I used to live in Salt Lake just before I left, in the highest appartment in the area - 5 stories! 1052 Ala Nanu Street. Close to Safeway. Tried to find it in May and it looked like a two car garage compared to the highrise buildings there now.


----------



## linecut (Mar 21, 2007)

Pomai,
i really like your bloq.. i just put gas $ 2.97 a gallon and thats not that bad. from what it was before..now i only cost me 68.00 to fill up my truck. before it was almost into the 80's once a week.. i use mostly lump charcoal. when i first got my BGEs i was useing BGE lump and a bag was going for 29.99 for 20 lb bag.. way to much for me..i get my lump from walmart now for 6.50 for a 10 lb bag.. sure wish we had a sam's or costco would move to this side of the island..


----------



## tonto1117 (Mar 21, 2007)

Welcome to the SMF Pomai, and thanks for the GREAT tutorial!!!! 
	

	
	
		
		



		
		
	


	





 Absolutley fantastic looking!!! 

Glad you found us.


----------



## pomai (Mar 21, 2007)

Howzit braddah Curt! 

Good to see another local boy in this neck-o-the-woods. I bet being a big islander, you must have done your share of smoking wild pig! 
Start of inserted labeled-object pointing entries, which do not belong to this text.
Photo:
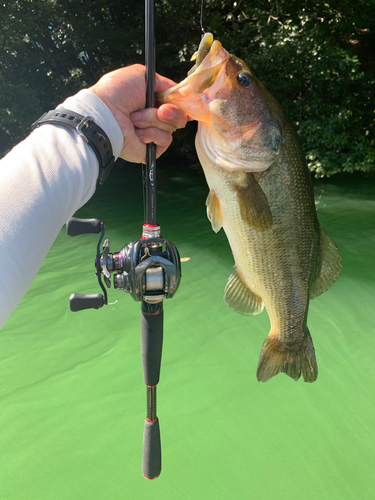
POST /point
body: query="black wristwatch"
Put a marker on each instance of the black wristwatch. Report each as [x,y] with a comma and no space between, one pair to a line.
[89,131]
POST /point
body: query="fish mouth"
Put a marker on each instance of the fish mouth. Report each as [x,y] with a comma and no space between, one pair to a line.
[191,95]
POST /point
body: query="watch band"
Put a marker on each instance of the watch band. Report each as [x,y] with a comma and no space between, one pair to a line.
[88,130]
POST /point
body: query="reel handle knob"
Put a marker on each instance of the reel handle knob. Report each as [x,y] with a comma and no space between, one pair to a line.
[75,227]
[78,302]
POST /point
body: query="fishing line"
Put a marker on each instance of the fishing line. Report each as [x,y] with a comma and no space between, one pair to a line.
[202,18]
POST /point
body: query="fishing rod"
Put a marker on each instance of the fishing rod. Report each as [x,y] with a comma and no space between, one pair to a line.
[149,269]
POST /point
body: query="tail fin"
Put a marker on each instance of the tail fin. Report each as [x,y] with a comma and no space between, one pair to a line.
[276,357]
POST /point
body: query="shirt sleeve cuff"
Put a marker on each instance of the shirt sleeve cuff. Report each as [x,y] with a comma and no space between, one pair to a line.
[89,104]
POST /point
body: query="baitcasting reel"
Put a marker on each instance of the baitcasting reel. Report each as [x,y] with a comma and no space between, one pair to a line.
[148,269]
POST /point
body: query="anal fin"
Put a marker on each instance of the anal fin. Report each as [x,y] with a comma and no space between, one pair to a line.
[213,211]
[240,298]
[329,268]
[275,358]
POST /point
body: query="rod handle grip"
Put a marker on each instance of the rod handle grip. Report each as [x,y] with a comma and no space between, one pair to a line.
[151,456]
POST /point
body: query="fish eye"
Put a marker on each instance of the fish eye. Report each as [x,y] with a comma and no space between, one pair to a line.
[244,79]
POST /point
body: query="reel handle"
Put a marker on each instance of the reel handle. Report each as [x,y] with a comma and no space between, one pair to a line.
[79,302]
[75,226]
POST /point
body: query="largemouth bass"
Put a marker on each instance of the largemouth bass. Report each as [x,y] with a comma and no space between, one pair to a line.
[261,194]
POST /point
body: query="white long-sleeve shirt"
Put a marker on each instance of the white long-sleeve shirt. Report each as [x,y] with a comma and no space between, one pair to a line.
[44,180]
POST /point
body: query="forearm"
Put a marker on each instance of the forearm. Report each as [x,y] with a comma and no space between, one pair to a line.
[43,182]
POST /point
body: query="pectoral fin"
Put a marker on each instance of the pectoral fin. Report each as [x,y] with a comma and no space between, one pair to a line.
[240,298]
[214,211]
[254,207]
[330,265]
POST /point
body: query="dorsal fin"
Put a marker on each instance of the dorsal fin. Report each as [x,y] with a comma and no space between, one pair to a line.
[240,298]
[330,266]
[213,211]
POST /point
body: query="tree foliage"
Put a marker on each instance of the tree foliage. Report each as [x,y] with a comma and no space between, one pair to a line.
[317,58]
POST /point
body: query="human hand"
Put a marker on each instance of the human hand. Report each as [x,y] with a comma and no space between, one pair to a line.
[124,93]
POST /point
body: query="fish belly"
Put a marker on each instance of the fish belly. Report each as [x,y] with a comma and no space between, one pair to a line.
[275,264]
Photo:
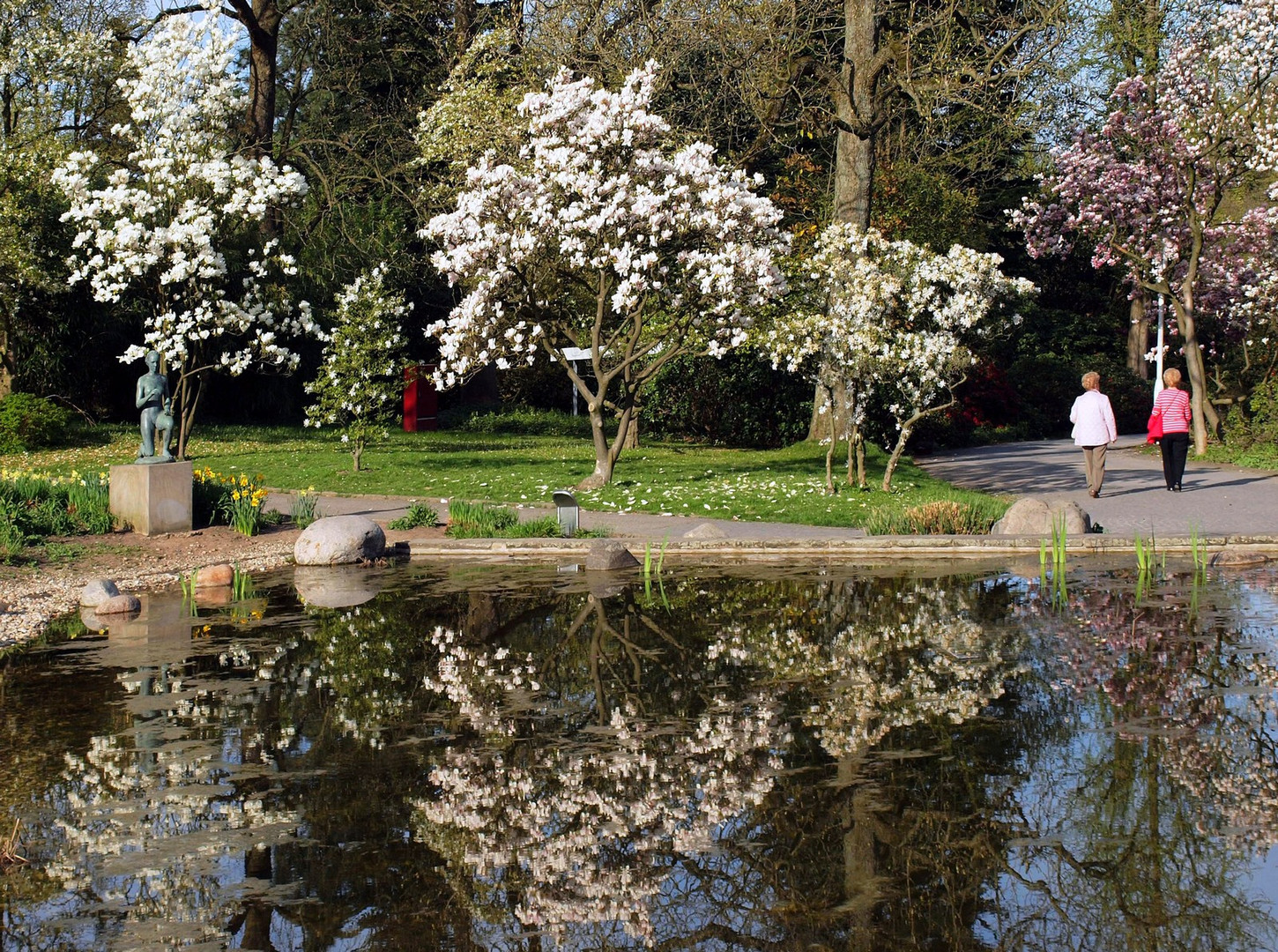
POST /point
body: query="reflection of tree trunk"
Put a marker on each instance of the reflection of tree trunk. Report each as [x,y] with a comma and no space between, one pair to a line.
[1138,338]
[860,863]
[480,615]
[257,914]
[8,363]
Most Oahu grocery stores have a form of BGE lump coal under the name MAUI KIAWE CHARCOAL, packaged like this...







$5.99 is a sale price. Regularly it's $7.99 for the same bag. So doing the math here, on sale that would come out to $15 per 20 lbs of Kiawe (the real stuff!) lump coal. Not bad. That's half the price of the BGE (Royal Oak) brand you were buying. Plus you're supporting a local company. 







Next time I buy some, I'll take a photo of the actual Kiawe coal product to share here.


----------



## linecut (Mar 21, 2007)

i just found the Maui kiawe at KTA it was marked 9.99 for a #8 lb bag thats about $24.50 for a#20lb ..it is a little cheaper than the BGE stuff.. i would like to buy local.. but thier killing us over here with thier markups...thats way peaple here are ready for a super walmart or sams or costco..and maybe then the prices will get real..laters my friend...thanks for the info..

this week end me an my friend cut and smoked 2 pua'a.. one wild and a small commercial one to use for the fat..to make sausage..and kalua..

 .


----------